Getting friendly with STG
I’ve been spending last months on developing GHC. No rocket science so far, just
a bit of hacking here and there. The biggest thing I am working on is ticket
#6135, which is about changing
some of the existing
PrimOps to return
unboxed Int#
instead of Bool
. This means that the result of comparing two
unboxed values will be either an unboxed 0#
or unboxed 1#
, instead of a
tagged pointer to statically allocated object representing True
or
False
. This modification will allow to write branchless algorithms in
Haskell. I promise to write about this one day, but today I want to blog about a
different topic.
It so happens that things I’ve been doing in GHC require me to make changes in the code generator. This is a bit challenging for me, because the code generator is something that didn’t interest me much when I started to learn about compilers. Probably the main reason for this is that code generation means dealing with assembly. I’ve been programming for about 16 years and only two languages caused me problems when I tried to learn them. Assembly is one of them1. I have been learning it for one year during my studies and, although I had no problems with understanding the idea behind assembly and writing short snippets of code, writing a larger piece of code always ended up in a headache.

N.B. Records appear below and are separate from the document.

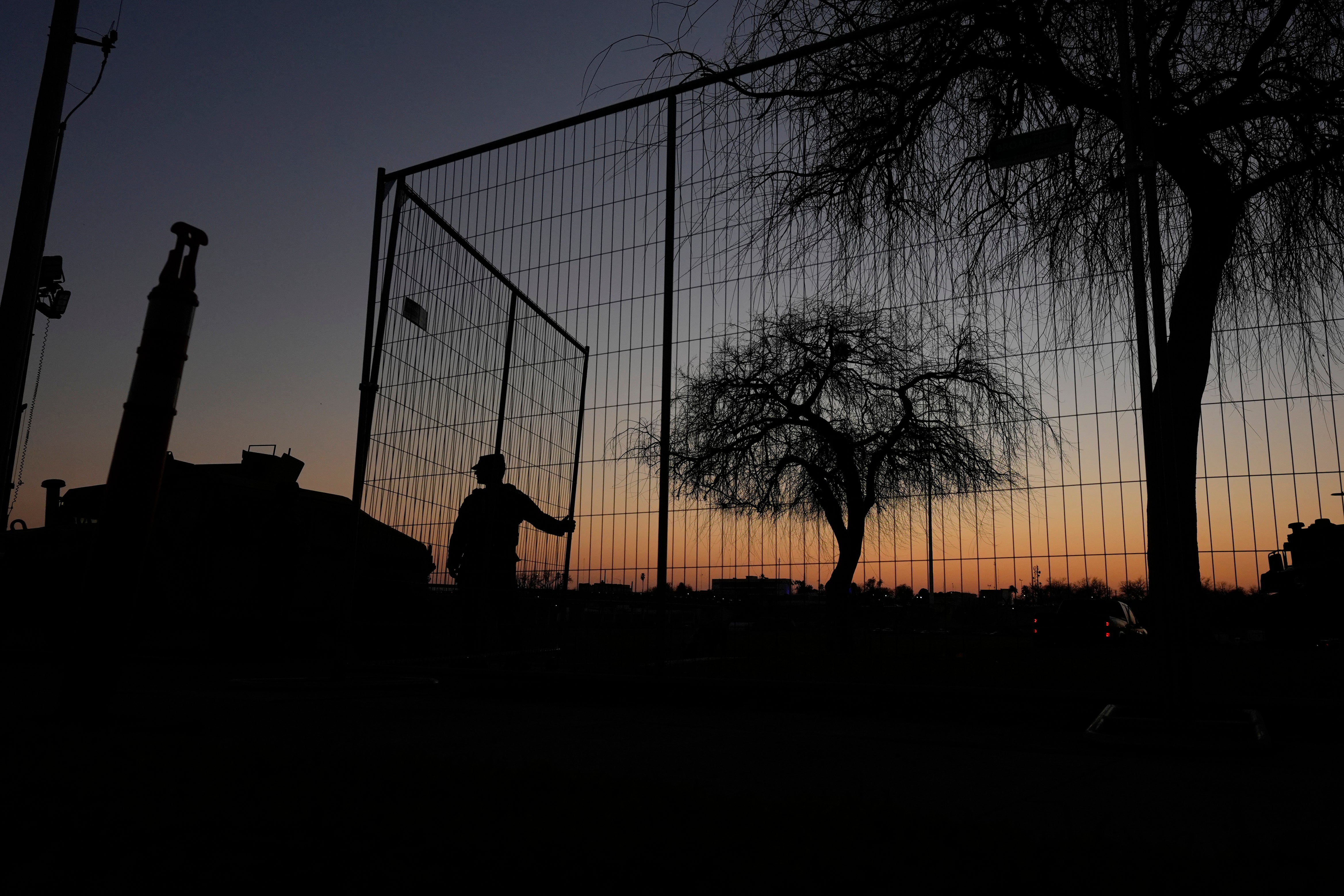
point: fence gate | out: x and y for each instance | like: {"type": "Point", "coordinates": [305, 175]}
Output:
{"type": "Point", "coordinates": [459, 362]}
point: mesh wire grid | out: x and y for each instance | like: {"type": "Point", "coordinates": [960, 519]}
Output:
{"type": "Point", "coordinates": [576, 219]}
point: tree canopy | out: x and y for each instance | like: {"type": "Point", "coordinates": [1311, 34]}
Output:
{"type": "Point", "coordinates": [832, 407]}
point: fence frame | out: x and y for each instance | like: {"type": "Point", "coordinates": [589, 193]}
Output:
{"type": "Point", "coordinates": [369, 385]}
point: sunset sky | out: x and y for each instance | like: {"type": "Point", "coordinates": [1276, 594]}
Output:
{"type": "Point", "coordinates": [263, 124]}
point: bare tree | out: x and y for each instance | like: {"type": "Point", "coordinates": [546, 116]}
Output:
{"type": "Point", "coordinates": [1234, 112]}
{"type": "Point", "coordinates": [835, 407]}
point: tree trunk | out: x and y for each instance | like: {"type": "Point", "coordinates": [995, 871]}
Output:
{"type": "Point", "coordinates": [850, 542]}
{"type": "Point", "coordinates": [1174, 524]}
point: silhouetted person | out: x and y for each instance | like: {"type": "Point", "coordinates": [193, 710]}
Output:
{"type": "Point", "coordinates": [483, 553]}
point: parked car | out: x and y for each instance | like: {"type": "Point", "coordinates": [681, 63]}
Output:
{"type": "Point", "coordinates": [1084, 620]}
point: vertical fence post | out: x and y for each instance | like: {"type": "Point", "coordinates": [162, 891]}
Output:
{"type": "Point", "coordinates": [366, 395]}
{"type": "Point", "coordinates": [374, 347]}
{"type": "Point", "coordinates": [509, 358]}
{"type": "Point", "coordinates": [669, 273]}
{"type": "Point", "coordinates": [575, 477]}
{"type": "Point", "coordinates": [929, 534]}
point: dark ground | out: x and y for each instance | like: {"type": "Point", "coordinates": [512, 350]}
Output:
{"type": "Point", "coordinates": [937, 763]}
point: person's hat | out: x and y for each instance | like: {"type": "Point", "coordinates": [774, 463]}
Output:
{"type": "Point", "coordinates": [491, 463]}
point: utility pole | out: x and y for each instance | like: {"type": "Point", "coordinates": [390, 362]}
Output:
{"type": "Point", "coordinates": [19, 301]}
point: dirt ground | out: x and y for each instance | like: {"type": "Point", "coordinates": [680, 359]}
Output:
{"type": "Point", "coordinates": [502, 774]}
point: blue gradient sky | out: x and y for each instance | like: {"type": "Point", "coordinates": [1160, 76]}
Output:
{"type": "Point", "coordinates": [263, 124]}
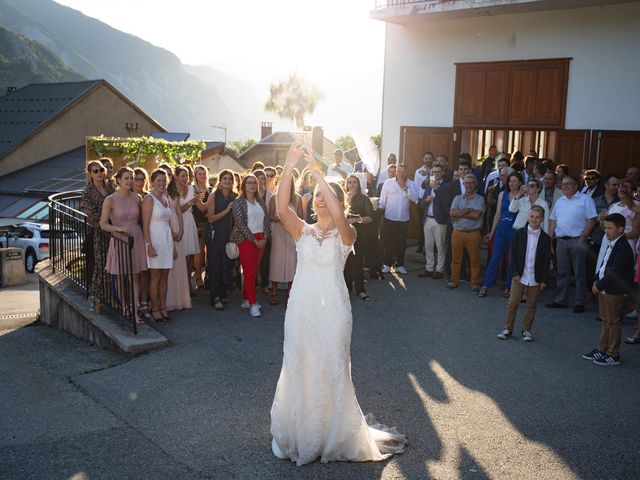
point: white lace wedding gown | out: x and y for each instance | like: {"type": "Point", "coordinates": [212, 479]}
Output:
{"type": "Point", "coordinates": [315, 412]}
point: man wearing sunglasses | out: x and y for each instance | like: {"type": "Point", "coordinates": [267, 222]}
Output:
{"type": "Point", "coordinates": [591, 184]}
{"type": "Point", "coordinates": [573, 217]}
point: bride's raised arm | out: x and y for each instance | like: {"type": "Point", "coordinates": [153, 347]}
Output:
{"type": "Point", "coordinates": [334, 206]}
{"type": "Point", "coordinates": [288, 216]}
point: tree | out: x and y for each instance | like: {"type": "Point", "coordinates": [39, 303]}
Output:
{"type": "Point", "coordinates": [345, 142]}
{"type": "Point", "coordinates": [238, 146]}
{"type": "Point", "coordinates": [293, 99]}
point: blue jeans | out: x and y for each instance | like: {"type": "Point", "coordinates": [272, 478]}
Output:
{"type": "Point", "coordinates": [501, 244]}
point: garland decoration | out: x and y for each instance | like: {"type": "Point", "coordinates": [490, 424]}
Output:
{"type": "Point", "coordinates": [136, 148]}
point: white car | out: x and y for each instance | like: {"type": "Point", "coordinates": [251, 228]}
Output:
{"type": "Point", "coordinates": [32, 237]}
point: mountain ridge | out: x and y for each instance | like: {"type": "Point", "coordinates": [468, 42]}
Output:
{"type": "Point", "coordinates": [178, 95]}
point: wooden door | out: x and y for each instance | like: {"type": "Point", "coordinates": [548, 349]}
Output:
{"type": "Point", "coordinates": [572, 149]}
{"type": "Point", "coordinates": [614, 151]}
{"type": "Point", "coordinates": [414, 142]}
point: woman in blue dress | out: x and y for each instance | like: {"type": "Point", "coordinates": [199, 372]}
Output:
{"type": "Point", "coordinates": [502, 227]}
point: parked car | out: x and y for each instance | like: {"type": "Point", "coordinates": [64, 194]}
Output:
{"type": "Point", "coordinates": [32, 237]}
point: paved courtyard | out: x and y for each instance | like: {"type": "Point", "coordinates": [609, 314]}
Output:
{"type": "Point", "coordinates": [424, 359]}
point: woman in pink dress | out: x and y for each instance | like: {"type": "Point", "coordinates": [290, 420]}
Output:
{"type": "Point", "coordinates": [178, 293]}
{"type": "Point", "coordinates": [121, 217]}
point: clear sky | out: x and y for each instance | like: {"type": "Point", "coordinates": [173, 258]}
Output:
{"type": "Point", "coordinates": [332, 43]}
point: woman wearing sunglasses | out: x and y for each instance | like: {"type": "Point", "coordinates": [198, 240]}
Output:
{"type": "Point", "coordinates": [529, 196]}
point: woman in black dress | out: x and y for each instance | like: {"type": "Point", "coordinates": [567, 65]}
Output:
{"type": "Point", "coordinates": [361, 217]}
{"type": "Point", "coordinates": [219, 215]}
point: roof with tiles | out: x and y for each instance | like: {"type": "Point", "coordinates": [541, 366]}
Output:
{"type": "Point", "coordinates": [24, 111]}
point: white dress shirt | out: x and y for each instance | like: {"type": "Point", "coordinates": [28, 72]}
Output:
{"type": "Point", "coordinates": [529, 272]}
{"type": "Point", "coordinates": [572, 214]}
{"type": "Point", "coordinates": [607, 254]}
{"type": "Point", "coordinates": [383, 176]}
{"type": "Point", "coordinates": [418, 178]}
{"type": "Point", "coordinates": [255, 217]}
{"type": "Point", "coordinates": [395, 201]}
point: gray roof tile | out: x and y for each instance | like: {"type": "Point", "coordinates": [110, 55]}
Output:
{"type": "Point", "coordinates": [24, 111]}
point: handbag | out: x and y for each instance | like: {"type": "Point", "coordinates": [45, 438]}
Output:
{"type": "Point", "coordinates": [232, 250]}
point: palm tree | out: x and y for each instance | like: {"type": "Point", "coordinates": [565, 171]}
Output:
{"type": "Point", "coordinates": [293, 99]}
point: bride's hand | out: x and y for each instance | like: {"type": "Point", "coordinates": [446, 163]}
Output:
{"type": "Point", "coordinates": [311, 161]}
{"type": "Point", "coordinates": [294, 153]}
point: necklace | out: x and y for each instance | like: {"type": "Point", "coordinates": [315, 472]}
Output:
{"type": "Point", "coordinates": [161, 200]}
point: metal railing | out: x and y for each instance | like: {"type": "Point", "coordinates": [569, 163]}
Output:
{"type": "Point", "coordinates": [78, 250]}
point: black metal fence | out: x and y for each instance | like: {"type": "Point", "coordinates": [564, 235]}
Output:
{"type": "Point", "coordinates": [79, 250]}
{"type": "Point", "coordinates": [385, 4]}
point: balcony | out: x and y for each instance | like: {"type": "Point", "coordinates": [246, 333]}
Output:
{"type": "Point", "coordinates": [410, 11]}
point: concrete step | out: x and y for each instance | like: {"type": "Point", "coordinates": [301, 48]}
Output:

It looks that the time has come to overcome my fear. During last months I’ve been reading a lot of assembly generated by GHC and I even made some attempts at writing assembly code by myself (well, using intrinsics, but I guess that counts). But between Haskell source code and the generated executable there are many intermediate steps. From my observations it seems that many Haskellers have basic knowledge of Core - GHC’s intermediate language. Most have also heard about other two intermediate representations used by GHC - STG and Cmm - but it seems that few people know them, unless they hack the compiler. And since I’m hacking the compiler I should probably have more knowledge about these two representations, right?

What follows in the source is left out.